Because the critical hormones implicated in menopausal symptoms and weight gain are physically re-balanced, HRT is considered the most effective method for managing and controlling the problem.

That’s not to say diet, exercise, and mental health don’t play a role either for the reasons I’ve discussed, but the fact remains that HRT has a wealth of scientific literature supporting its efficacy for directly influencing hormones, whereas dietary interventions just don’t yet.

Having said that, undertaking this therapy is a big decision. It isn’t without possible long-term side effects, so make sure to thoroughly discuss the prospect with your doctor.

Conclusion

I hope this article has helped clear up any confusion you had surrounding the topic of hormone diets. There’s a lot to it, and as is with everything, it’s not as black and white as it may seem. Even though there isn’t tangible evidence to support the role of diet in altering hormones right now, that doesn’t mean there won’t be in the future. Endocrinology is ever-evolving, and one day, we’ll have illuminated the relationship between diet and hormones.

You may find you need to read over these sections more once, so take your time to absorb all the information.

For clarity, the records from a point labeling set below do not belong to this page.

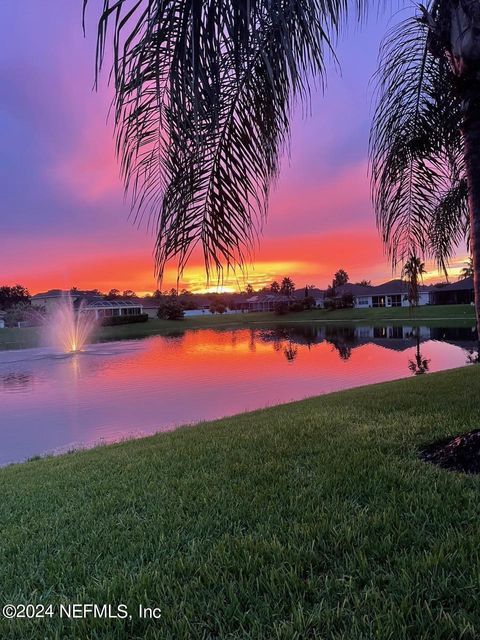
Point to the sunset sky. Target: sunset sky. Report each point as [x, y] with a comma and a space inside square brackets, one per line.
[63, 219]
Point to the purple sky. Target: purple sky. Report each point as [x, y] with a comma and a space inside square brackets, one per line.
[63, 220]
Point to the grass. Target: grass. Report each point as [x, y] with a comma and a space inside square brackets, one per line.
[309, 520]
[447, 315]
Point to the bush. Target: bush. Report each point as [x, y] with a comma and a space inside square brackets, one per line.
[281, 308]
[171, 309]
[113, 321]
[309, 303]
[297, 306]
[217, 307]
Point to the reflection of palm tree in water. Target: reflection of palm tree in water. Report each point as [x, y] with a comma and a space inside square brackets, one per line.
[290, 352]
[473, 356]
[342, 339]
[420, 365]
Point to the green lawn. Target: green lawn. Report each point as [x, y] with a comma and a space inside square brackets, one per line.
[440, 315]
[309, 520]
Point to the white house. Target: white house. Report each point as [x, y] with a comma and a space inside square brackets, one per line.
[112, 308]
[389, 294]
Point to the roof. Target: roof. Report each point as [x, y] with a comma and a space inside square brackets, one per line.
[353, 289]
[395, 287]
[312, 292]
[268, 297]
[392, 287]
[462, 285]
[112, 304]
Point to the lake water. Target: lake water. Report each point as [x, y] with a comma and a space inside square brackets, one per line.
[51, 403]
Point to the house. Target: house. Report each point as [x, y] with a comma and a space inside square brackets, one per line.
[112, 308]
[50, 299]
[393, 293]
[266, 301]
[150, 306]
[460, 292]
[311, 292]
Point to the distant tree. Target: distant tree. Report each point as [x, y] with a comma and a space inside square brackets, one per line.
[218, 306]
[467, 271]
[308, 302]
[420, 365]
[281, 308]
[20, 312]
[412, 273]
[287, 287]
[171, 309]
[340, 278]
[275, 287]
[10, 296]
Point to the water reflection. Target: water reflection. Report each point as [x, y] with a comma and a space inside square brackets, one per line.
[127, 389]
[419, 365]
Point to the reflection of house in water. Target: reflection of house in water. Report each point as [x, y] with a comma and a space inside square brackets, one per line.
[16, 381]
[346, 338]
[465, 337]
[397, 337]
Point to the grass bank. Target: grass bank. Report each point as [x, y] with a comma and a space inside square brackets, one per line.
[448, 315]
[309, 520]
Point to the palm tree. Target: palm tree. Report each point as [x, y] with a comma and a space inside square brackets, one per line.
[275, 287]
[467, 271]
[203, 97]
[425, 138]
[420, 365]
[413, 271]
[287, 287]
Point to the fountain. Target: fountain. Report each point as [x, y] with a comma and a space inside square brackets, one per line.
[68, 329]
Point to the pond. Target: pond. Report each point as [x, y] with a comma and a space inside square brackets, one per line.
[51, 403]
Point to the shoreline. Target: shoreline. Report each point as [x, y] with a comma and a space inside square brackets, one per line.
[456, 315]
[196, 519]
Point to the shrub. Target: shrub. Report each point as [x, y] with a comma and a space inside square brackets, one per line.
[171, 309]
[297, 306]
[309, 303]
[113, 321]
[281, 308]
[217, 307]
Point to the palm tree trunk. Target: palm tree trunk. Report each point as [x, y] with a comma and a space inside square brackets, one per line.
[471, 133]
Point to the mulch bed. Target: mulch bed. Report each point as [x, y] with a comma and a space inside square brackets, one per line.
[461, 453]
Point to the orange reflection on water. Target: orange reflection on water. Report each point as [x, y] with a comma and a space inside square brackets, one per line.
[126, 389]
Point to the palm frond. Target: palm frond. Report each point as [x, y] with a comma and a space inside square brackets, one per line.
[203, 96]
[449, 224]
[416, 148]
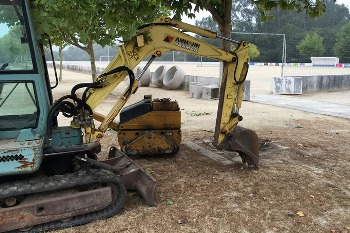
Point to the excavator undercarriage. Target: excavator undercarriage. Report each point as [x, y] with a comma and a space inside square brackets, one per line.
[50, 175]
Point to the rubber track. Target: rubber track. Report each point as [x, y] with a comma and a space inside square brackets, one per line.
[69, 180]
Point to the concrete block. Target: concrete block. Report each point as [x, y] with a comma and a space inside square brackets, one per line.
[286, 85]
[325, 83]
[196, 89]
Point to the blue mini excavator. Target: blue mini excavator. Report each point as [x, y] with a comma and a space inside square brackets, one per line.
[50, 175]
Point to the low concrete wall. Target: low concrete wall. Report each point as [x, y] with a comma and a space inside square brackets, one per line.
[307, 84]
[325, 83]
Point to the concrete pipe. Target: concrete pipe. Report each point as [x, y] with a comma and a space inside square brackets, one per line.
[145, 79]
[158, 75]
[173, 78]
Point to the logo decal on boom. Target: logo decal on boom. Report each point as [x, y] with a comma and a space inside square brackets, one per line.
[168, 39]
[183, 43]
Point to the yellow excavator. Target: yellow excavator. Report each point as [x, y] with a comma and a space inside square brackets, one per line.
[50, 175]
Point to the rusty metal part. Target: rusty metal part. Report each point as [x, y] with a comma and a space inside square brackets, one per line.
[132, 176]
[52, 209]
[245, 142]
[46, 203]
[136, 143]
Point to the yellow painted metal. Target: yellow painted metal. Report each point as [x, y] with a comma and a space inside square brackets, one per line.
[153, 142]
[154, 120]
[157, 39]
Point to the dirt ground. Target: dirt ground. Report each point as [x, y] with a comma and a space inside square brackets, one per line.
[302, 184]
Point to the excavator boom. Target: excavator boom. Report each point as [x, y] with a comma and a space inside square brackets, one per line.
[50, 175]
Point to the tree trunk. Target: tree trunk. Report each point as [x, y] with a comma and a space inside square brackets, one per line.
[225, 26]
[90, 51]
[60, 55]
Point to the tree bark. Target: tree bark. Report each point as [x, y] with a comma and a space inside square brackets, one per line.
[90, 51]
[60, 55]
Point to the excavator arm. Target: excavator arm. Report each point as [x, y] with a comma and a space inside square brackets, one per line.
[157, 38]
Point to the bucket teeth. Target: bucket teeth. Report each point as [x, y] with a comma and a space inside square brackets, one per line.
[246, 143]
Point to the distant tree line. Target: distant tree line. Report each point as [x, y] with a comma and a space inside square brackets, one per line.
[327, 35]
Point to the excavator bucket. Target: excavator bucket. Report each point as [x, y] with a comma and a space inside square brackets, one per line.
[246, 143]
[133, 177]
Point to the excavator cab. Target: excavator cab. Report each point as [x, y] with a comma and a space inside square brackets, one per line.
[25, 95]
[50, 176]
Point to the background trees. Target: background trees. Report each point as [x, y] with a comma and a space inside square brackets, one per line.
[311, 46]
[84, 22]
[246, 16]
[342, 46]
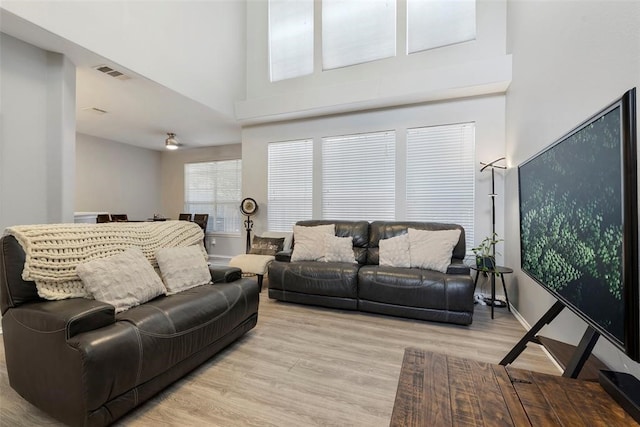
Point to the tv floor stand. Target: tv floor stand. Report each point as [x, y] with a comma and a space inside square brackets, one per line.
[623, 388]
[580, 356]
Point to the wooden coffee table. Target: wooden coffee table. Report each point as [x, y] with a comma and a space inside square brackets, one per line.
[439, 390]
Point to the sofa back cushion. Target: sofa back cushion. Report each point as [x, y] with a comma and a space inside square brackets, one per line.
[386, 229]
[14, 291]
[358, 230]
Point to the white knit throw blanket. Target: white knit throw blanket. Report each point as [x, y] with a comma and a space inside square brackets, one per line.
[54, 250]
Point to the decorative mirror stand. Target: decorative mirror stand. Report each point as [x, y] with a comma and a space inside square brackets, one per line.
[248, 207]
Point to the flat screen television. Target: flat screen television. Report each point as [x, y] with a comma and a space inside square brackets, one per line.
[579, 222]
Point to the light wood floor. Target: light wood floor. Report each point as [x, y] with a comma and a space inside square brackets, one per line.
[306, 366]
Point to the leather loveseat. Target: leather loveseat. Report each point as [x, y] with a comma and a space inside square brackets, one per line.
[85, 365]
[367, 286]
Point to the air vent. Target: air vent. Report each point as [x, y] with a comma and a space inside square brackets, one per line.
[95, 110]
[111, 72]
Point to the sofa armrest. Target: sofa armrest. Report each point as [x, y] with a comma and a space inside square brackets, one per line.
[225, 274]
[74, 316]
[284, 256]
[458, 267]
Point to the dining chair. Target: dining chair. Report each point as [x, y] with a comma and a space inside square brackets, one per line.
[102, 218]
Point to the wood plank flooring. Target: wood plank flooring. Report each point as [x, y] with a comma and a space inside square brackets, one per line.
[306, 366]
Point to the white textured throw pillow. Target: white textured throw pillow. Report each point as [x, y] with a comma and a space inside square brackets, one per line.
[308, 242]
[123, 280]
[183, 268]
[338, 249]
[394, 252]
[432, 249]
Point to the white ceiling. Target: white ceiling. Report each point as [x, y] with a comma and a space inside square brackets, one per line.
[140, 112]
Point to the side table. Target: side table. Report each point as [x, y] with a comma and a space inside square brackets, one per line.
[496, 271]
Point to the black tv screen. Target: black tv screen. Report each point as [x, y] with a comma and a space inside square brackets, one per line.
[578, 222]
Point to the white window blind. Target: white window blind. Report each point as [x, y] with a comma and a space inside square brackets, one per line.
[358, 176]
[356, 31]
[437, 23]
[440, 175]
[215, 188]
[290, 38]
[290, 183]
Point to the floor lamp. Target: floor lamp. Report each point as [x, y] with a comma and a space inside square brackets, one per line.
[493, 166]
[248, 207]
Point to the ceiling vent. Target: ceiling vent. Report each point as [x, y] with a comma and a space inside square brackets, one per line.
[95, 110]
[111, 72]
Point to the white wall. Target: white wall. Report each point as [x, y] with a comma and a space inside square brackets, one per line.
[117, 178]
[466, 69]
[570, 59]
[37, 135]
[172, 182]
[487, 112]
[191, 47]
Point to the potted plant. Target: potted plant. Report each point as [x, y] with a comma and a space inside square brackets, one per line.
[485, 253]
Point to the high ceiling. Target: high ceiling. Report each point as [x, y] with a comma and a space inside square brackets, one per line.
[139, 111]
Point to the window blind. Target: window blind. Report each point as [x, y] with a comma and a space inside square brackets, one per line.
[440, 175]
[290, 183]
[358, 176]
[290, 38]
[215, 188]
[437, 23]
[356, 31]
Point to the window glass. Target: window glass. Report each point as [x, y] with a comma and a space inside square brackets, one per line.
[437, 23]
[290, 183]
[215, 188]
[358, 176]
[290, 38]
[441, 175]
[356, 31]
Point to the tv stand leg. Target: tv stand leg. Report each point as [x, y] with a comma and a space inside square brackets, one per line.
[580, 356]
[531, 335]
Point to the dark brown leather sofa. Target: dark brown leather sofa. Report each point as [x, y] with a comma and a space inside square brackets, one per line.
[86, 366]
[366, 286]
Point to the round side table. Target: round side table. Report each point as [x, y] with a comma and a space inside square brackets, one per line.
[496, 271]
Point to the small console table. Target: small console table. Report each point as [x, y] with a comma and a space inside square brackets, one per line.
[439, 390]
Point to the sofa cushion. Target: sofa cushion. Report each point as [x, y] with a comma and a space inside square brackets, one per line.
[309, 242]
[338, 249]
[394, 252]
[386, 229]
[183, 268]
[336, 279]
[172, 328]
[432, 249]
[414, 287]
[123, 280]
[266, 245]
[358, 230]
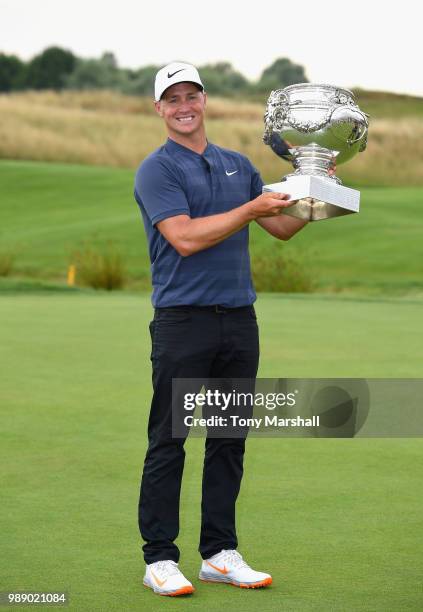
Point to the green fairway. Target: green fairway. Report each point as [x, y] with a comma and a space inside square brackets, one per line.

If you’re interested in the relationship between diet and women’s health issues in general, I highly recommend reading the work of Lyle McDonald. His articles can be found on his website bodyrecomposition.com. Good luck on your journey, whatever that may be!

Frequently Asked Questions

Question: I’ve become concerned about menopause and the associated symptoms. Is there any way to prevent it?

Answer: It’s natural to be a bit worried about menopause if you’re coming to the age where you’ll most likely be affected. You can’t prevent menopause, but focusing on living a healthy lifestyle will help you prevent complications. Hormone Replacement Therapy is also always an option should you need it. I’d also recommend joining the menopause board on Reddit to communicate with others going through the same.

Question: I really like the look of the multifactorial approach taken in these hormone diet books, but there are so many! Which one should I choose?

Answer: There really are an absolute ton of these books out there. Having not sat down and read them all, I can’t personally verify the differences between each one. I have read the original book by Natasha Turner, though, and I think that’s a great place to start.

Question: Can the hormone diet be detrimental or dangerous if I have a hormonal problem?

Answer: I can’t stress enough how important it is to get a formal medical diagnosis before attempting any new diet. If you think you have a hormonal-related health problem, get diagnosed and see what your doctor can advise you rather than initially trying to fix it through diet. Providing you have had your condition explained to you, however, there should be no detrimental effects to starting a diet like this. The diet doesn’t really introduce any radical principles beyond specific strategies for healthy eating, exercise, and mental well-being. None of those aspects are inherently dangerous. I will say, though, to confer with your doctor before using vitamins or supplements. Have your GP issue a blood test for vitamin and mineral deficiencies alongside any hormonal testing to see if you really need to supplement.

Question: How is the hormone diet different from the elimination diet?

Answer: An elimination diet is indeed quite similar to principles laid out in the hormone diet. The diet utilizes the same period of cutting out certain food groups and monitoring how the body reacts while promoting groups that are traditionally considered healthy. The hormone diet differs primarily in its equal focus on exercise and mental well-being and the benefits they can have.